È il principio di sovranità popolare, consacrato nell’art. 1 Cost., a impedire appunto che la sovranità venga esercitata secondo forme diverse e non disciplinate.

Il giudice amministrativo ha citato gli artt. 32 e 2 Cost. quali parametri di valutazione della proporzionalità delle misure adottate. Ha sostenuto, infatti, che la compressione, per la prima volta dal dopoguerra, dei diritti anche fondamentali della persona, riguardanti il libero movimento, il lavoro, la riservatezza, sia avvenuta allo scopo di meglio tutelare gli stessi. All’interno di un ponderato bilanciamento dei diritti in campo, i cd controlimiti, e in particolar modo il bene primario per eccellenza, ossia la salute della generalità dei consociati,  sono assurti sia a fine ultimo da tutelare sia a oggetto di provvedimenti amministrativi limitanti.

La messa in pericolo del bene-salute dovuta a comportamenti individuali potenzialmente idonei a diffondere il contagio, secondo le evidenze scientifiche, ha condotto, secondo la giurisprudenza amministrativa, a giustificare deroghe, compressioni, limitazioni ai diritti costituzionali dei singoli individui. La primaria esigenza di cautela avanzata nell’interesse della collettività, ha portato all’emanazione dei numerosi dpcm al fine di tutelare un interesse nazionale non superabile in alcun differente modo.

Dunque, prevalentemente si individua nella stessa Costituzione e nella tutela dei diritti fondamentali in essa presenti il fondamento del potere extra ordinem, e non nella necessità. Tutti gli strumenti necessari a fronteggiare dal punto di vista normativo le situazioni emergenziali sono rinvenibili nella Costituzione. Il principio della salute pubblica quale legge suprema è infatti ritenuto positivizzato in specifici principi,  quali quelli della unità e indivisibilità della Repubblica, della sicurezza pubblica, del ripudio della guerra, dei principi fondamentali sottratti alla revisione costituzionale.

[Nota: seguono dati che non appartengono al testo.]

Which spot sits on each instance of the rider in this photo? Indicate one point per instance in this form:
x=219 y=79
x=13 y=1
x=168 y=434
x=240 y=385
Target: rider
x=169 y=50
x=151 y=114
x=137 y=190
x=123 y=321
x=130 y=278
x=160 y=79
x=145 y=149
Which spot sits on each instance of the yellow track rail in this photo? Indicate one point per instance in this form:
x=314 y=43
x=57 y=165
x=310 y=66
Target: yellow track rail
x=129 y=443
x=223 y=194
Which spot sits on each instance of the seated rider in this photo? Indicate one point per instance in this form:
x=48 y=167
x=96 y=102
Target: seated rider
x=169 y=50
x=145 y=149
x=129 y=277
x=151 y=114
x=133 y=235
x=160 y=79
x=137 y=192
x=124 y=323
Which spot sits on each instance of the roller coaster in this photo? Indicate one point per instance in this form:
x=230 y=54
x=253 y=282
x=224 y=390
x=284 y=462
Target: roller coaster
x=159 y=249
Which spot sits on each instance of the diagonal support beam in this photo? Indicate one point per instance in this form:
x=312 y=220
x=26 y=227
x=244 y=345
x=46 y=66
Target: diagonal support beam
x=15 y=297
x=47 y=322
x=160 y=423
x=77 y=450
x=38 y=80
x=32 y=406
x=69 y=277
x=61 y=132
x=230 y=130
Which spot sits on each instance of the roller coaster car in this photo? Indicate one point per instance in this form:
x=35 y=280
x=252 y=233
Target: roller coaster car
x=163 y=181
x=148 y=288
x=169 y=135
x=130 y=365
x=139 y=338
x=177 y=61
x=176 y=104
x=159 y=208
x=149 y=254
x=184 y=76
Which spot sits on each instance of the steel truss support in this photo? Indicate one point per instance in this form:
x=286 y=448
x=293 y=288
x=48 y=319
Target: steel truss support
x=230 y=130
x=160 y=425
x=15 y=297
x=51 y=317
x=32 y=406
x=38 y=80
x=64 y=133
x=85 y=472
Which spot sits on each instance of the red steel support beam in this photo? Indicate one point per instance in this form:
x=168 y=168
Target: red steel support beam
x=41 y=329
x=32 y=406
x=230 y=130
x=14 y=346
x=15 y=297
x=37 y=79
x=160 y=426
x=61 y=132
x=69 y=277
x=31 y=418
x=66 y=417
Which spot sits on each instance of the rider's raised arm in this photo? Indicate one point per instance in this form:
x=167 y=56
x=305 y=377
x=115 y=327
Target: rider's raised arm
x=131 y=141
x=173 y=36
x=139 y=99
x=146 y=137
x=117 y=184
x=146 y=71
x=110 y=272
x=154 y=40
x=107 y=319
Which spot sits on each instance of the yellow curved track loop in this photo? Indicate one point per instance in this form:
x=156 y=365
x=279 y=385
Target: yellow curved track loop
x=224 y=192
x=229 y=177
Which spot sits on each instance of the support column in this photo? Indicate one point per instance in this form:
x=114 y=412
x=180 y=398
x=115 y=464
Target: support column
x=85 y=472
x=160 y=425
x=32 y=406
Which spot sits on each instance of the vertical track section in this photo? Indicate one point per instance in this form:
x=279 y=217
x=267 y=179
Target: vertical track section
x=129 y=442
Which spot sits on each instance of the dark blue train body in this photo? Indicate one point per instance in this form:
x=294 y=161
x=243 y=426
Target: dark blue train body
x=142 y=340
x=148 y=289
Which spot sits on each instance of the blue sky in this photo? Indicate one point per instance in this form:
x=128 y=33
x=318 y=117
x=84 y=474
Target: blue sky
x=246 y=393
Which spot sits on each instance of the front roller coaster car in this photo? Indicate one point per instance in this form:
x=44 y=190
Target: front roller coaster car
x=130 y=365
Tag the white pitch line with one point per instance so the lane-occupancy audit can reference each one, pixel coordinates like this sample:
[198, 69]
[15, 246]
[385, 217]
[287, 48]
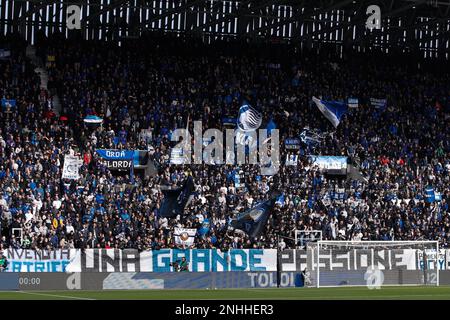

Non è mancato chi ha fatto riferimento all’etica della solidarietà che permea di sé l’intero testo costituzionale, anche a fronte di pesanti ricadute economiche a svantaggio delle numerose attività produttive bloccate dall’emergenza sanitaria. La solidarietà, pertanto, dovrebbe fungere da discrimine nel delicato equilibrio tra deterrenza psicologica e minor compressione dei diritti della persona.